The goal of this project was to get myself familiar with binary logistic regression. To do this, I tried identifying pictures of cats, among non-cat images. The data would be classified as 1 if it were a cat, and 0 otherwise.
This project has three important files:
- main.py
- main2.py
- network.py
Each of the 'main' files works with a different dataset. The first one works with a pre-procured cat vs. non-cat dataset in the format of an h5 file that I obtained from Andrew Ng's deep learning AI course. The second one works with the CIFAR-10 dataset, and has some code to procure and sort through the data before running the model.
The network.py file contains the object representing my small neural net. This file does the processing of data given from any dataset as long as it is in the correct format.
To run the model, just run either of the main files with
python main.py
or
python main2.py
And the accuracy of the model's prediction will output to console along with the logistic cost function evaluation every 100 epochs.
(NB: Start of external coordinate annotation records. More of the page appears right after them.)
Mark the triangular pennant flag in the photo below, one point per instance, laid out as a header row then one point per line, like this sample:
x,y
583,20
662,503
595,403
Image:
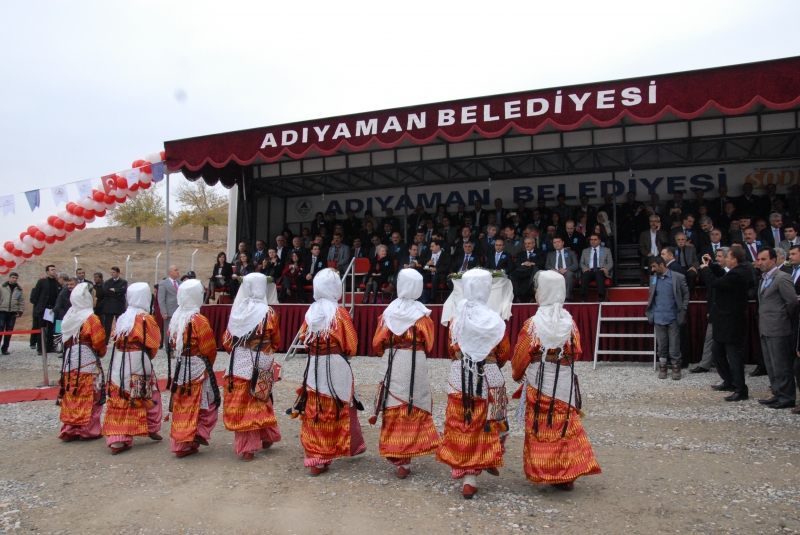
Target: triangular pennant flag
x,y
60,195
7,202
109,184
157,170
84,189
33,199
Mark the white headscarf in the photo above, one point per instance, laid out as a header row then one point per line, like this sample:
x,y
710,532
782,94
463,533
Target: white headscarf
x,y
477,329
82,307
606,224
404,311
250,306
138,297
321,315
553,323
190,299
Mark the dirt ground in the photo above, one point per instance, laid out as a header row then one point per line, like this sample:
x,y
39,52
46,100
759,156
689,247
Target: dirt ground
x,y
675,457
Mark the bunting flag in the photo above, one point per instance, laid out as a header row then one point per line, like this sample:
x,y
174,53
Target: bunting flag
x,y
60,195
157,170
84,189
7,202
33,199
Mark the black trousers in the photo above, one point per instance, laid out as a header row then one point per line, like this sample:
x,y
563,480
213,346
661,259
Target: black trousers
x,y
729,359
108,319
597,275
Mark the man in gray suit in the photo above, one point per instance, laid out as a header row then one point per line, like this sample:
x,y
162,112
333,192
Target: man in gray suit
x,y
168,298
339,253
596,264
563,261
777,305
666,311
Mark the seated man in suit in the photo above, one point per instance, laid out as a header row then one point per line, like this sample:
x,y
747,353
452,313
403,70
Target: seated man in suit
x,y
565,262
526,263
436,266
498,260
687,258
596,264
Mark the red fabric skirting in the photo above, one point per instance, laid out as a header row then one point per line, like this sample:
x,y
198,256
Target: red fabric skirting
x,y
585,315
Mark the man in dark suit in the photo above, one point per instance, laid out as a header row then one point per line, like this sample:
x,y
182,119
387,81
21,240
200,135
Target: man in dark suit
x,y
777,308
526,263
565,262
729,315
44,297
436,266
115,290
773,235
651,242
498,259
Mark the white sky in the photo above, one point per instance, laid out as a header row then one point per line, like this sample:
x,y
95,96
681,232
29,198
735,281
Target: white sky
x,y
88,87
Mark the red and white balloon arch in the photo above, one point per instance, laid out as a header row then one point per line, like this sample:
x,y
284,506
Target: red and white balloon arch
x,y
76,215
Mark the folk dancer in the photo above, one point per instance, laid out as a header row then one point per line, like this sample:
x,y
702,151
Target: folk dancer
x,y
82,392
253,336
557,450
134,406
327,399
195,396
475,426
403,339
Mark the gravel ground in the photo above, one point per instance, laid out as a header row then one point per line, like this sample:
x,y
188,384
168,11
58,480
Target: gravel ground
x,y
675,458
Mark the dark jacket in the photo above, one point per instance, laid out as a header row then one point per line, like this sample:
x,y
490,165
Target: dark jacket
x,y
729,310
44,295
115,301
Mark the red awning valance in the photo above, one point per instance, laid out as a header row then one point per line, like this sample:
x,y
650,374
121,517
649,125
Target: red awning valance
x,y
731,90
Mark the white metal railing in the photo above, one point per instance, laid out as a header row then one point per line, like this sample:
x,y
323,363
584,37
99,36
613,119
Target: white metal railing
x,y
599,334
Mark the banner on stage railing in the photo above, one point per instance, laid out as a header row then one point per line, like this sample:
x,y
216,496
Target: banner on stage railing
x,y
643,182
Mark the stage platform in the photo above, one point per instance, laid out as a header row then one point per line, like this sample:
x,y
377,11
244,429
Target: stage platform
x,y
585,315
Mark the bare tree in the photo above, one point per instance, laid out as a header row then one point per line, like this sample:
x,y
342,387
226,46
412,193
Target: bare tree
x,y
202,206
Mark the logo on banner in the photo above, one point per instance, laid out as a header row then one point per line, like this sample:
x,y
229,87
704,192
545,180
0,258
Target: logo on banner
x,y
303,208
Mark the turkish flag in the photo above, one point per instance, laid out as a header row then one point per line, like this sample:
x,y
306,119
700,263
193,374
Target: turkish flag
x,y
109,183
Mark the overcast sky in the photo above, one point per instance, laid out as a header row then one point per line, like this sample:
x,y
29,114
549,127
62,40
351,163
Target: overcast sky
x,y
88,87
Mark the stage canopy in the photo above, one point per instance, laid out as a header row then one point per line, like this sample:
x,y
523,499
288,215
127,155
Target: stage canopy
x,y
730,113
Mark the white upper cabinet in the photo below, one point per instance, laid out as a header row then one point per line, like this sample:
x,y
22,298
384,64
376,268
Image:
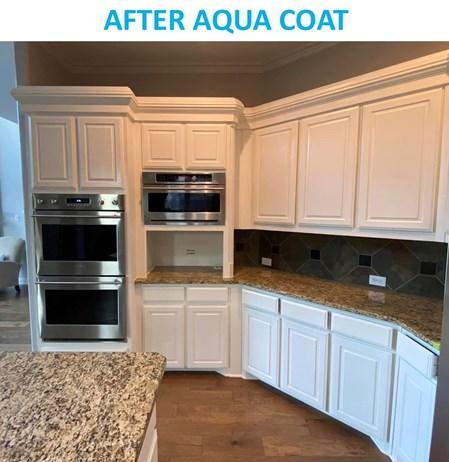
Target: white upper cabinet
x,y
163,146
400,146
54,153
101,148
275,166
206,146
328,146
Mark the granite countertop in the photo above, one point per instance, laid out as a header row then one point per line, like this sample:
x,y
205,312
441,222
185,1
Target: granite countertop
x,y
76,406
421,316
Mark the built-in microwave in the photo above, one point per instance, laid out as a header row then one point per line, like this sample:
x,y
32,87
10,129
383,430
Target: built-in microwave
x,y
185,198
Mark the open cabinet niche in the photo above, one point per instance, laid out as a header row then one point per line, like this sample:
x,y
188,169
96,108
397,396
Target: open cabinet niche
x,y
184,249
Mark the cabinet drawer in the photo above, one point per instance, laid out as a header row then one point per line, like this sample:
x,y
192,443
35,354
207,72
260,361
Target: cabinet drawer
x,y
163,294
361,329
305,313
207,294
417,356
260,301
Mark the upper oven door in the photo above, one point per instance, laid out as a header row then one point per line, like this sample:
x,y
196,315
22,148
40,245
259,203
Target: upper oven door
x,y
170,205
79,245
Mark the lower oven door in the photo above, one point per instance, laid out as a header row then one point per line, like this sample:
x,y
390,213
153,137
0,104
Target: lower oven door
x,y
82,308
184,206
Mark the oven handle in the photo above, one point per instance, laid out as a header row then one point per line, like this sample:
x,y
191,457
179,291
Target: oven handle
x,y
77,216
115,282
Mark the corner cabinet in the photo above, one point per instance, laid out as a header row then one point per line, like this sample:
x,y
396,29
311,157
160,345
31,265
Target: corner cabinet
x,y
399,161
54,159
275,167
77,153
328,146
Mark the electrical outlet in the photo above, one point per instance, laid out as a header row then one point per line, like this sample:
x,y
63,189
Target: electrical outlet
x,y
380,281
267,261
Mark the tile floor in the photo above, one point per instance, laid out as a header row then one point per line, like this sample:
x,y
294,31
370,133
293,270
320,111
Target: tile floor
x,y
204,417
14,320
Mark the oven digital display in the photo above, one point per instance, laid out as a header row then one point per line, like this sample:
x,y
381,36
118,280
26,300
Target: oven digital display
x,y
78,200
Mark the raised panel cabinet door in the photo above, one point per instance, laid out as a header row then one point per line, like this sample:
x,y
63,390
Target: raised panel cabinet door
x,y
328,146
53,142
360,386
164,332
275,166
399,162
415,404
304,363
206,146
101,149
163,146
261,333
207,336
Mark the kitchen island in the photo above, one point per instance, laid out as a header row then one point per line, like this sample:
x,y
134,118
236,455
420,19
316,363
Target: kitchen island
x,y
76,406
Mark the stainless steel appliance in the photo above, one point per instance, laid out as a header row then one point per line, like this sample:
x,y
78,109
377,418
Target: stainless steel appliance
x,y
80,265
184,198
81,308
79,234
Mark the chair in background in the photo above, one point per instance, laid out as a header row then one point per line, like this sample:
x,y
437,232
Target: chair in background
x,y
11,253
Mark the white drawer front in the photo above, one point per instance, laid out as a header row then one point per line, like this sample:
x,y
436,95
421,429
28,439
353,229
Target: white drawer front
x,y
163,294
260,301
417,356
367,331
207,294
305,313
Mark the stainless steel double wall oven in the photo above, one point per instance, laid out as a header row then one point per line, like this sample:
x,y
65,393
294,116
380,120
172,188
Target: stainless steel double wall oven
x,y
80,264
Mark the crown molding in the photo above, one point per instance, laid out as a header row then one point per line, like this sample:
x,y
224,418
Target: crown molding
x,y
425,72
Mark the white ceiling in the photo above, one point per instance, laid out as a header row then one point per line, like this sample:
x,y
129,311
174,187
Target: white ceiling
x,y
179,57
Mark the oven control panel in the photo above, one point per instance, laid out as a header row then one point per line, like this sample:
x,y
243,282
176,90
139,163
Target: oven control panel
x,y
95,202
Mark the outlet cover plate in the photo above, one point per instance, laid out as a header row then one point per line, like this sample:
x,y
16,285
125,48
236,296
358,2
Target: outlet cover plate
x,y
380,281
266,261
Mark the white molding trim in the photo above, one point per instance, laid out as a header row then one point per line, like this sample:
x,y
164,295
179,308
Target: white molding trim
x,y
430,70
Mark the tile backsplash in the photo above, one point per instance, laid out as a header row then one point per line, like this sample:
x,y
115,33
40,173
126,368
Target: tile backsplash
x,y
412,267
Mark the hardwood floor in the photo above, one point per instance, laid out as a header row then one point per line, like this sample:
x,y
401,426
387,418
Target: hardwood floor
x,y
14,321
204,417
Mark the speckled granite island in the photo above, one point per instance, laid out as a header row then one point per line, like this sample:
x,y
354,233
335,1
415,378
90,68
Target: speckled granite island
x,y
63,407
421,316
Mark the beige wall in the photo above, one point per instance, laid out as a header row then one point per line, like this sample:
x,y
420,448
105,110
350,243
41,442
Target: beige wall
x,y
340,62
36,67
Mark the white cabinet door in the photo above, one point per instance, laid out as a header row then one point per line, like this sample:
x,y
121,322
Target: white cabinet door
x,y
415,404
164,332
400,147
261,345
206,146
101,148
54,153
304,363
328,146
360,386
163,146
275,166
207,336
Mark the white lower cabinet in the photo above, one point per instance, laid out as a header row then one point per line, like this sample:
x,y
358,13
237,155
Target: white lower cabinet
x,y
261,334
207,336
360,386
164,333
304,363
415,403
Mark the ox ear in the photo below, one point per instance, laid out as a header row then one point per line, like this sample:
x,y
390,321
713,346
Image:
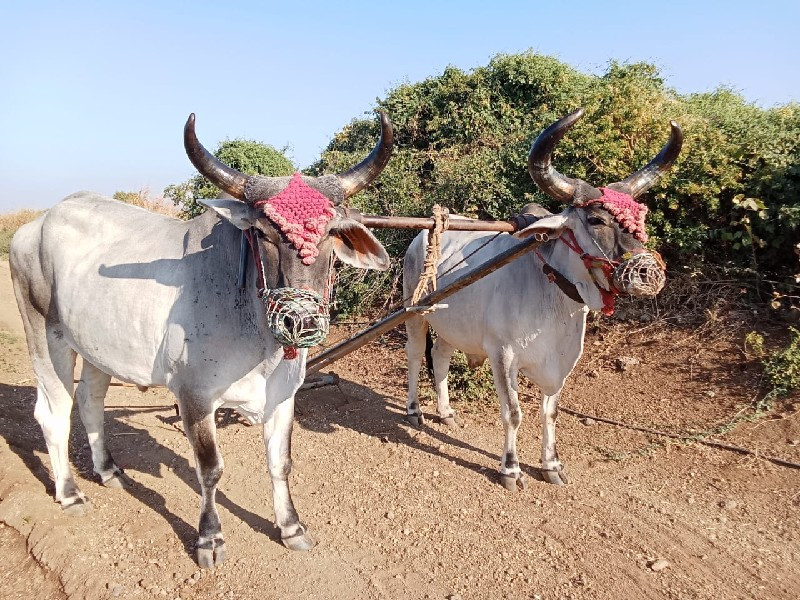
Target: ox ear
x,y
238,213
355,245
554,226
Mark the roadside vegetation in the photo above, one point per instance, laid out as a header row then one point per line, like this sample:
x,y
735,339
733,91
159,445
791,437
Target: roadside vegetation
x,y
9,223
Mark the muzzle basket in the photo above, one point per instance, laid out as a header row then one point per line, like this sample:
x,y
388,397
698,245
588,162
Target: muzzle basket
x,y
641,275
297,318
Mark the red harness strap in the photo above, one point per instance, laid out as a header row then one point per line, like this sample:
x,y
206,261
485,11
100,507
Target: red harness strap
x,y
591,262
289,352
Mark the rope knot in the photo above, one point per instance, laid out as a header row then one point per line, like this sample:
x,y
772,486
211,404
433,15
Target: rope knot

For customizing different hyper-parameters, constants provided to the Network object can be modified. When instantiating the Network object, the second agrument is alpha, the learning rate of the network:
network = Network(X.shape[0],0.0005)
, and when the train() method is called, the third parameter is the number of epochs: network.train(X,Y, 2000)
.
While playing with this project, I noticed some interesting behaviour that I wanted to note:
-
The dataset I used from Andrew Ng's course contained pictures of cats along with other images of various types. I was able to aget the accuracy up to 70% using a learning rate of 0.005 and 2,000 epochs. However, if I changed the learning rate to 0.05 and ran 200 epochs, I noticed an accuracy of 80%. This led me to believe that though I thought more epochs is good, the data might have been getting overfitted at 2,000 epochs.
-
When using the CIFAR-10 dataset, the main2.py file procures two sets of data, one of cats, and one of trucks, then chooses 600 images from the union of the two sets. Using a distribution that had two distinct classes of data lef me to be able to boast accuracy of up to 81% using a learning rate of 0.005 and 2,000 epochs. I reckon this is because in this training exercise, there were exactly two sets of classifications, and there was probably a better classification of what was and what was not a cat.